Another way to make the jump from purely online sales to a publication strategy that includes print in stores is to use print-on-demand technology from Ingram’s Lightning Source. That’s how Open Road, which began life as an opportunistic ebook-only publisher, has chosen to manage print beyond Amazon. As has Byliner. (You can always deliver print with Amazon by working through their CreateSpace capability.) Now, that’s not the same as being published with an advance sale in the stores on pub date, but it does mean that if somebody walks into a Barnes & Noble or an indie bookstores and asks for your book, they’ll be able to order it for delivery in a day or two.

So aside from the market share fight big publishers will have with each other, there’s going to be a continuing market share fight between Anybody Press and the commercial industry. And for some time to come, Anybody Press is going to be winning. The question, like the question about online (and Amazon) market share growth is: where does it stop?

Big publishers do have ways to fight back. Putting together our upcoming (September 26) Marketing Conference with Peter McCarthy, who used to plot digital marketing strategy for Random House, I’m learning what can be accomplished when scaled technology and expertise are employed by engaged title-and-audience knowledge. And, particularly viewed in a global context and aside from straight narrative books, the print-at-retail component has a long way to go before it becomes irrelevant. But when I say that, I mean “many years”, not “many decades”.

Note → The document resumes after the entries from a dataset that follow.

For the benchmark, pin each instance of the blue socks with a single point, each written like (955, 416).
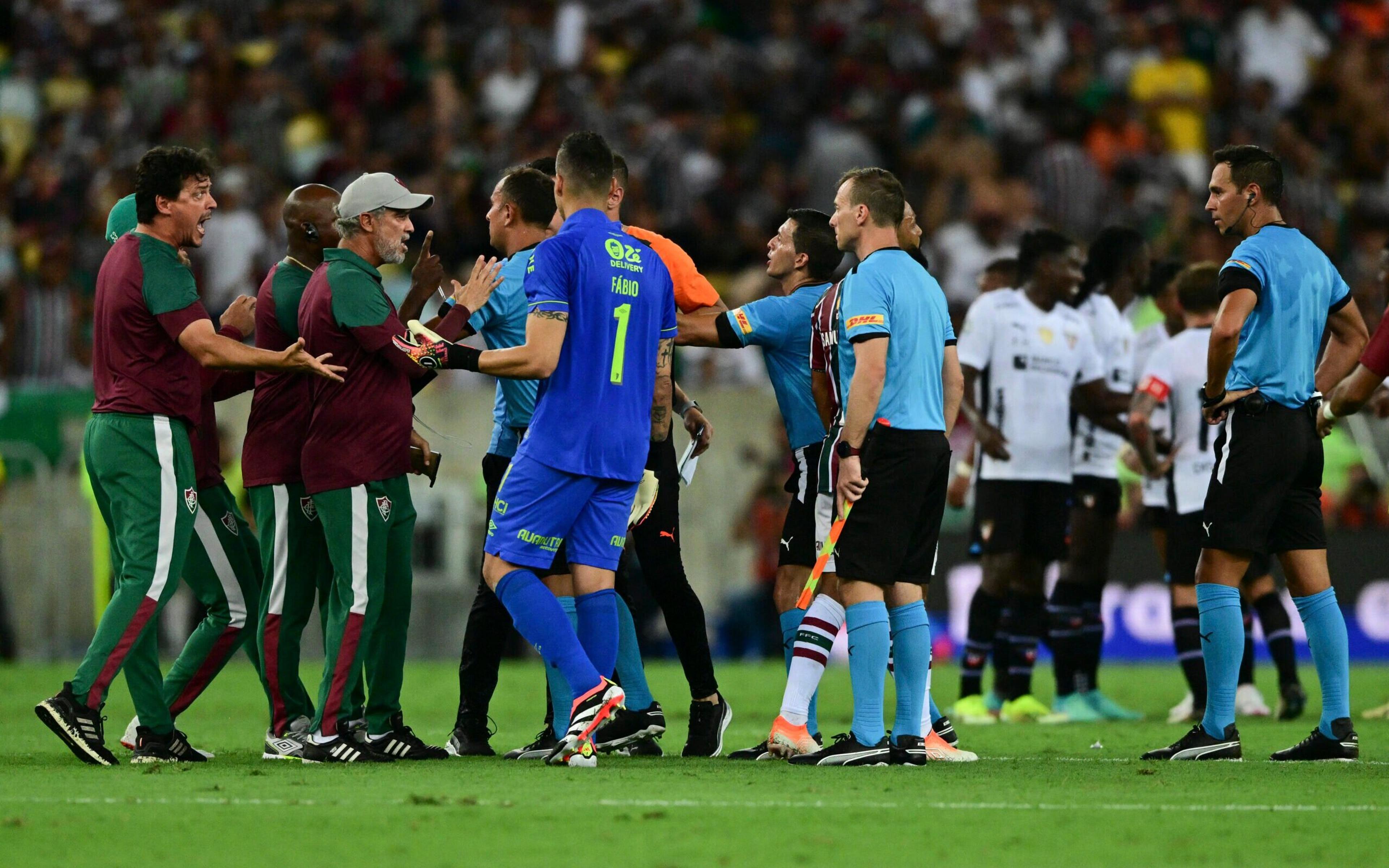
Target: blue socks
(541, 620)
(630, 673)
(791, 624)
(1330, 652)
(1223, 642)
(912, 660)
(868, 641)
(562, 699)
(598, 628)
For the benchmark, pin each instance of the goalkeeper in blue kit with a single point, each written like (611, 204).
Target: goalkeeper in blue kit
(602, 330)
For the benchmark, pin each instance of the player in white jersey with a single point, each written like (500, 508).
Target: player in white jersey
(1174, 374)
(1023, 353)
(1116, 269)
(1163, 282)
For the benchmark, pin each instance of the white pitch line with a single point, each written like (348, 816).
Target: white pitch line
(732, 803)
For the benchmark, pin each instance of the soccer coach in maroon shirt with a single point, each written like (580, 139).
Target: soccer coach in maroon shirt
(355, 463)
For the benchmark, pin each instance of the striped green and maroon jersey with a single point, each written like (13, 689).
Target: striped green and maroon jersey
(145, 299)
(284, 402)
(359, 431)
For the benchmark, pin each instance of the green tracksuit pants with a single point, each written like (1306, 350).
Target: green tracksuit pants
(298, 571)
(224, 573)
(370, 531)
(142, 477)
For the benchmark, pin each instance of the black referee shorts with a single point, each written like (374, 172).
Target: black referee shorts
(798, 541)
(1028, 517)
(1184, 549)
(1266, 488)
(894, 531)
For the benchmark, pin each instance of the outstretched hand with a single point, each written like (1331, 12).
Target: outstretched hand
(485, 277)
(298, 359)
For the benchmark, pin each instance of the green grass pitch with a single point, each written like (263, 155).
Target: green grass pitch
(1041, 796)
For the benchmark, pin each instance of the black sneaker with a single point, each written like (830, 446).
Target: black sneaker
(545, 742)
(470, 738)
(1292, 701)
(1199, 745)
(289, 746)
(1317, 746)
(402, 744)
(708, 726)
(846, 750)
(169, 748)
(630, 727)
(342, 749)
(646, 748)
(81, 728)
(945, 729)
(587, 717)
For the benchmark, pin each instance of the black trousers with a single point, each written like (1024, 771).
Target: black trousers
(658, 546)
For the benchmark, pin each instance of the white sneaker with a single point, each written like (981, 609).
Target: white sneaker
(1249, 702)
(1182, 712)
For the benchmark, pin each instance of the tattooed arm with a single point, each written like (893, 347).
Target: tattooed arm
(538, 356)
(662, 399)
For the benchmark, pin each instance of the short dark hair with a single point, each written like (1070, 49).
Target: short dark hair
(1252, 165)
(587, 162)
(878, 190)
(816, 239)
(532, 192)
(1198, 288)
(1040, 243)
(163, 171)
(1110, 251)
(1006, 269)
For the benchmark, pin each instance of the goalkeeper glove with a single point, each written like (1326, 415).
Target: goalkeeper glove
(645, 499)
(430, 350)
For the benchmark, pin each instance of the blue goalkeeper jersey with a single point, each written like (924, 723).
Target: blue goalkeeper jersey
(594, 414)
(781, 326)
(502, 324)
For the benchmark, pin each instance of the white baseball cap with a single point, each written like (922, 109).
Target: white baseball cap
(380, 191)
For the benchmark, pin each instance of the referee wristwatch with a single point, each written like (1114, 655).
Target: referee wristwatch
(1207, 402)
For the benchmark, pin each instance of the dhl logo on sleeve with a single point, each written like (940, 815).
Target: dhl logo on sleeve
(866, 320)
(742, 321)
(1155, 387)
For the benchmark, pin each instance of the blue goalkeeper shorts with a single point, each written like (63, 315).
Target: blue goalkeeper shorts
(539, 507)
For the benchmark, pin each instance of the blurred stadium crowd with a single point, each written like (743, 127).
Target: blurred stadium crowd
(998, 116)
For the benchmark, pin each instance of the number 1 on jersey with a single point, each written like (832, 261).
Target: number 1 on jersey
(621, 314)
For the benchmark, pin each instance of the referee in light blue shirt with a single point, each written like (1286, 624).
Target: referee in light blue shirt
(903, 385)
(1278, 295)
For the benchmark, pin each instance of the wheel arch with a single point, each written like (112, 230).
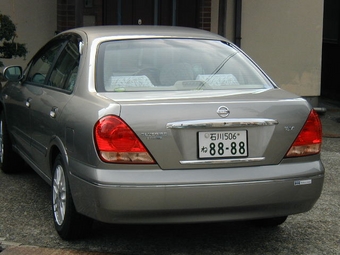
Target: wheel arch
(57, 147)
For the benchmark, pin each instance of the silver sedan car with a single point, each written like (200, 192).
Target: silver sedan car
(134, 124)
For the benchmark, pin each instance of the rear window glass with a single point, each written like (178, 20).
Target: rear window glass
(175, 64)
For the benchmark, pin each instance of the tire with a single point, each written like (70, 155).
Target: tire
(270, 222)
(67, 221)
(10, 162)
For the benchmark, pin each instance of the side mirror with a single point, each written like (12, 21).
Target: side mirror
(13, 73)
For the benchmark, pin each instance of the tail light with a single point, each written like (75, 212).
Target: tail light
(117, 143)
(308, 142)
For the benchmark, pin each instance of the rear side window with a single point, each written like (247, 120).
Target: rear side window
(42, 63)
(64, 73)
(175, 64)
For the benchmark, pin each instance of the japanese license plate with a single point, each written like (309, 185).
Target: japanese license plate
(222, 144)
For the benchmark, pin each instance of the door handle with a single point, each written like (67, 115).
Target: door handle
(28, 102)
(53, 112)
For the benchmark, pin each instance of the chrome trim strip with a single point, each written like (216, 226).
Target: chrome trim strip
(221, 161)
(221, 123)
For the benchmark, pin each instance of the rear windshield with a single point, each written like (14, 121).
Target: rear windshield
(175, 64)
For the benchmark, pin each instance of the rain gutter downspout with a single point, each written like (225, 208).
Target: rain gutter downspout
(238, 18)
(222, 10)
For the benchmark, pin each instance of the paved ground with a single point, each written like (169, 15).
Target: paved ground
(316, 232)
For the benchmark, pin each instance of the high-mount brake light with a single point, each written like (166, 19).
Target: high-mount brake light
(117, 143)
(308, 142)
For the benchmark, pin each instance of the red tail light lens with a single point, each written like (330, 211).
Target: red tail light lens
(117, 143)
(308, 142)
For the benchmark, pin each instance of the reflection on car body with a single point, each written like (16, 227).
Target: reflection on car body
(158, 125)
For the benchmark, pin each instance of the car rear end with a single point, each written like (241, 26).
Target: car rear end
(201, 134)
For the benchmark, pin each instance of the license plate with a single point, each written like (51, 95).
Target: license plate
(222, 144)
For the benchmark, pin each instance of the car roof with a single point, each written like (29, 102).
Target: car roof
(141, 31)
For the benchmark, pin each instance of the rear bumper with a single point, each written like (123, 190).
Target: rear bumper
(186, 201)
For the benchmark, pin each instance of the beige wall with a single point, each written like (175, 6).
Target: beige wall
(284, 37)
(36, 23)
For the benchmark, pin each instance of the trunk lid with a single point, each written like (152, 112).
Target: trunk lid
(185, 130)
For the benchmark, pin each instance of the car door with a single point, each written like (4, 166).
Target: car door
(47, 107)
(19, 96)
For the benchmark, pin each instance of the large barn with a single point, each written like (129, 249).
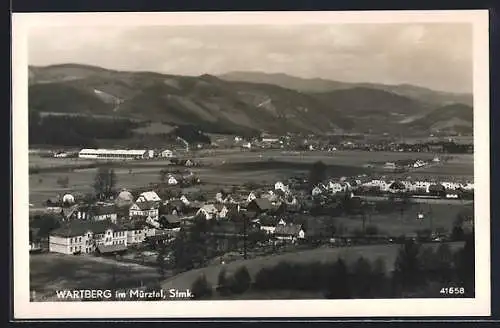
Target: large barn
(115, 153)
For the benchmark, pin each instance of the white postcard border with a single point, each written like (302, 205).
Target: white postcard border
(24, 309)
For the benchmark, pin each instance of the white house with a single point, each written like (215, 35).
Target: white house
(148, 196)
(335, 187)
(87, 236)
(289, 232)
(269, 225)
(451, 185)
(209, 211)
(101, 213)
(145, 209)
(281, 186)
(422, 185)
(185, 200)
(246, 145)
(316, 191)
(68, 199)
(61, 155)
(219, 197)
(468, 186)
(172, 181)
(381, 184)
(167, 154)
(115, 154)
(251, 197)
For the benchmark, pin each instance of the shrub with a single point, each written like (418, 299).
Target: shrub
(241, 281)
(201, 288)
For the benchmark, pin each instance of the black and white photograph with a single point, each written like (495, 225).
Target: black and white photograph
(314, 163)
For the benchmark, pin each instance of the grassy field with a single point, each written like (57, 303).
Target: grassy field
(349, 254)
(236, 168)
(50, 272)
(397, 223)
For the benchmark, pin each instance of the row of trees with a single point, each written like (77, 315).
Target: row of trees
(418, 272)
(76, 130)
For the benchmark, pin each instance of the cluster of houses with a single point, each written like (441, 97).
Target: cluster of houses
(113, 227)
(448, 189)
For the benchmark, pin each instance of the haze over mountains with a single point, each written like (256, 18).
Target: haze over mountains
(248, 102)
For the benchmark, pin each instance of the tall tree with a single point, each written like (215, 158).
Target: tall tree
(465, 265)
(160, 260)
(241, 280)
(104, 182)
(361, 275)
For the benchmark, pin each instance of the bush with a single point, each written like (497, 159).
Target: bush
(241, 281)
(372, 230)
(201, 288)
(223, 282)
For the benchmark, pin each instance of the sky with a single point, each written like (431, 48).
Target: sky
(434, 55)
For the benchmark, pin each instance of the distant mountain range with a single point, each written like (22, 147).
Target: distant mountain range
(425, 95)
(246, 102)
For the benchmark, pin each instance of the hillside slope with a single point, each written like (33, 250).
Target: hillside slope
(456, 118)
(430, 97)
(216, 105)
(204, 101)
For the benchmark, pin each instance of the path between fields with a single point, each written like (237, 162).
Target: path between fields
(104, 260)
(324, 254)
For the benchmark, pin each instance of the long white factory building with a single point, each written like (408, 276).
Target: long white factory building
(116, 154)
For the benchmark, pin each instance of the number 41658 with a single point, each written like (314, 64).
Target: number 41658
(452, 291)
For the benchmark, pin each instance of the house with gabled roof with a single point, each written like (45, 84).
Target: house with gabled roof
(148, 196)
(79, 236)
(269, 223)
(289, 232)
(260, 205)
(150, 209)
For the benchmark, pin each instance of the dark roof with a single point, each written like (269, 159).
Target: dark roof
(79, 228)
(177, 203)
(196, 204)
(103, 210)
(227, 227)
(436, 187)
(190, 190)
(111, 248)
(147, 205)
(68, 211)
(397, 185)
(288, 230)
(268, 221)
(262, 203)
(172, 218)
(218, 206)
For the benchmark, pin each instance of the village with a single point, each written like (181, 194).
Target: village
(293, 212)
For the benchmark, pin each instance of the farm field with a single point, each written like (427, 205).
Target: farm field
(397, 223)
(50, 272)
(236, 168)
(387, 252)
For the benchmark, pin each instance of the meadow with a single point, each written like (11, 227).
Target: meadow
(51, 271)
(436, 216)
(325, 255)
(229, 168)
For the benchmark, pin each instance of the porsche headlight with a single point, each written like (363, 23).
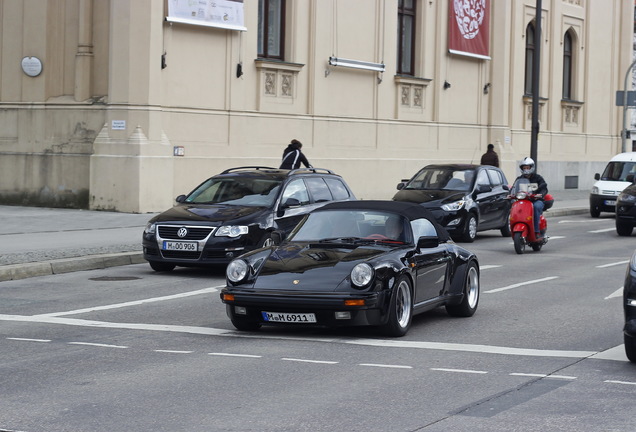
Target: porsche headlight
(231, 231)
(151, 228)
(237, 270)
(361, 275)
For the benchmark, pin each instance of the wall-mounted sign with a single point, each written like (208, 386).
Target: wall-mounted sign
(118, 125)
(227, 14)
(32, 66)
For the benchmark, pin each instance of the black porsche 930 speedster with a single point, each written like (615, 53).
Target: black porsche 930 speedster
(354, 263)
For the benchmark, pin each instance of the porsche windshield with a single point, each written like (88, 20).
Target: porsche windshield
(352, 225)
(236, 191)
(443, 179)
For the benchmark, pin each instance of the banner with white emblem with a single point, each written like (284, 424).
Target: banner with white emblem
(469, 28)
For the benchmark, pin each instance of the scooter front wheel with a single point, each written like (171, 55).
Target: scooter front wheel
(518, 240)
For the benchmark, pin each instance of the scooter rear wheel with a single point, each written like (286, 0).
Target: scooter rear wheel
(520, 244)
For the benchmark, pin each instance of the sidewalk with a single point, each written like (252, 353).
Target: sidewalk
(37, 241)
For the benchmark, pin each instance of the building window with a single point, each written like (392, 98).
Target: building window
(406, 37)
(271, 29)
(567, 66)
(529, 58)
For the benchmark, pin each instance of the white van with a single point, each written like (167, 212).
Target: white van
(618, 174)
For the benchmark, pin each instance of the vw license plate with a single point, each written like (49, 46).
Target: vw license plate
(181, 246)
(288, 317)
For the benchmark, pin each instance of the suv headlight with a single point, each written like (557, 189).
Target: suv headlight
(627, 198)
(151, 228)
(231, 231)
(454, 206)
(361, 275)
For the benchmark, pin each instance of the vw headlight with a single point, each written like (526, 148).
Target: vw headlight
(231, 231)
(361, 275)
(454, 206)
(237, 270)
(151, 228)
(627, 198)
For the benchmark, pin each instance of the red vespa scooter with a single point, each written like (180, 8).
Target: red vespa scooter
(522, 216)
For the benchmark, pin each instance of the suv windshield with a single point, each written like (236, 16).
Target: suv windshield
(236, 191)
(618, 171)
(443, 178)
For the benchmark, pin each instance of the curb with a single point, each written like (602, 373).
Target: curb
(68, 265)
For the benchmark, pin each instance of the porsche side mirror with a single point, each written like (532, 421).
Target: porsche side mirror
(277, 237)
(427, 242)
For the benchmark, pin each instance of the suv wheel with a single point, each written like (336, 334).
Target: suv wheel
(470, 229)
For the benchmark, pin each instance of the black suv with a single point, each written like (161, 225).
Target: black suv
(235, 212)
(464, 199)
(626, 210)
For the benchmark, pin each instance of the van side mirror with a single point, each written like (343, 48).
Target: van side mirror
(427, 242)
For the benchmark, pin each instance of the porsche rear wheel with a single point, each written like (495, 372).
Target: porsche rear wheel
(470, 300)
(400, 308)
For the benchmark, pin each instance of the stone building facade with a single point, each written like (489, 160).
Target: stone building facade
(121, 105)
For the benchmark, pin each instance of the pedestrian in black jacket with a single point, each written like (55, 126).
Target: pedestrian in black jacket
(293, 156)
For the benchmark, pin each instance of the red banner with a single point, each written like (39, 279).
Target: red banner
(469, 28)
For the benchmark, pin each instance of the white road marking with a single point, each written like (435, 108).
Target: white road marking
(98, 345)
(135, 303)
(617, 293)
(603, 230)
(386, 366)
(30, 340)
(620, 382)
(520, 284)
(310, 361)
(389, 343)
(459, 370)
(617, 353)
(613, 264)
(235, 355)
(566, 377)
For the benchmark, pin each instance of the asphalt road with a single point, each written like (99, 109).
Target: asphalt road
(124, 348)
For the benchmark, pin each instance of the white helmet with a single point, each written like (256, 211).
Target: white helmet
(527, 162)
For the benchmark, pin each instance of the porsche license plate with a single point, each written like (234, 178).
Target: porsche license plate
(289, 317)
(181, 246)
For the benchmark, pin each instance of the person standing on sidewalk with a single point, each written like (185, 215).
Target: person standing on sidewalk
(293, 156)
(490, 157)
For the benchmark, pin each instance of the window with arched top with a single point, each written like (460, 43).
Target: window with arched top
(567, 65)
(529, 58)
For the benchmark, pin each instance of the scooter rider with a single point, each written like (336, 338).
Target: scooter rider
(527, 167)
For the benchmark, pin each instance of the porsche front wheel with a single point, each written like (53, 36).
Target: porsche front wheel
(470, 299)
(400, 308)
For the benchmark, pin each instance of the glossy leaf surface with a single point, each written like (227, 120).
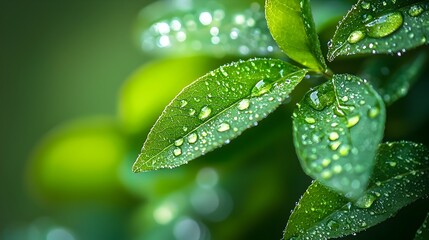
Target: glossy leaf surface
(337, 127)
(373, 26)
(393, 79)
(399, 178)
(215, 109)
(215, 28)
(292, 26)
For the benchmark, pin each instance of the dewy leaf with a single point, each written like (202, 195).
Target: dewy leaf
(292, 26)
(216, 28)
(423, 232)
(393, 79)
(374, 26)
(399, 178)
(215, 109)
(337, 127)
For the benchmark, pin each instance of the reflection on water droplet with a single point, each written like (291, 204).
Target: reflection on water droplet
(177, 151)
(205, 113)
(223, 127)
(355, 36)
(261, 88)
(243, 104)
(373, 112)
(178, 142)
(310, 120)
(384, 25)
(353, 121)
(415, 10)
(183, 103)
(192, 138)
(366, 201)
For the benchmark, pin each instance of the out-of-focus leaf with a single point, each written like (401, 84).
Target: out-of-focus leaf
(292, 26)
(374, 26)
(337, 127)
(216, 28)
(423, 232)
(393, 79)
(79, 161)
(151, 87)
(215, 109)
(399, 178)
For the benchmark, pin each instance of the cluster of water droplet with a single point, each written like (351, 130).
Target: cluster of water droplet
(327, 127)
(399, 29)
(212, 29)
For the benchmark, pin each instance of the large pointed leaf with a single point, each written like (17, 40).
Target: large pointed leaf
(216, 28)
(374, 26)
(423, 232)
(337, 128)
(393, 79)
(399, 178)
(215, 109)
(292, 26)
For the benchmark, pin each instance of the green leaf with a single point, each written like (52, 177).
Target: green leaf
(215, 109)
(423, 232)
(215, 28)
(393, 79)
(374, 26)
(337, 127)
(292, 26)
(399, 178)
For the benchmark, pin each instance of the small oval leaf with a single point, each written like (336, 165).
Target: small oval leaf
(292, 26)
(393, 79)
(216, 28)
(337, 127)
(373, 27)
(215, 109)
(399, 178)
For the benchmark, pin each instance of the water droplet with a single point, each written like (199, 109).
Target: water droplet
(243, 104)
(366, 201)
(333, 136)
(365, 5)
(178, 142)
(204, 113)
(384, 25)
(223, 127)
(353, 121)
(415, 10)
(192, 138)
(373, 112)
(177, 151)
(320, 98)
(355, 36)
(261, 88)
(183, 103)
(310, 120)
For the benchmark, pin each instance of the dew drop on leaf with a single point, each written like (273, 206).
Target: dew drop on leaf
(261, 88)
(384, 25)
(223, 127)
(243, 104)
(205, 113)
(355, 36)
(415, 10)
(178, 142)
(192, 138)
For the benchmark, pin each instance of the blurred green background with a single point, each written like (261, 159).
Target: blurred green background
(78, 96)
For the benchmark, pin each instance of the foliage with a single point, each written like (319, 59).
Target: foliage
(338, 126)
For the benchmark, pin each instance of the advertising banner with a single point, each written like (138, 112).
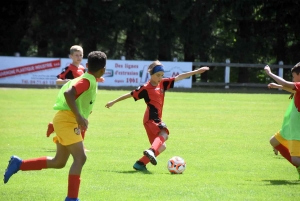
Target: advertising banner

This amorphous but growing competition is the “atomization” concept I wrote about recently in action. It can’t be neglected in the consideration of any branch of publishing’s future. In fact, indie entities, which is the way I think about atomization, are more likely to be disruptive on a larger scale than indie authors have been so far. So we might have Any Organization Press growing even faster in the next few years than Anybody Press has for the past few.

What people spend for books won’t necessarily shrink drastically, but where the money goes will shift drastically. The challenge for today’s leading revenue producers will be to find the ways their business models can adapt to the shift.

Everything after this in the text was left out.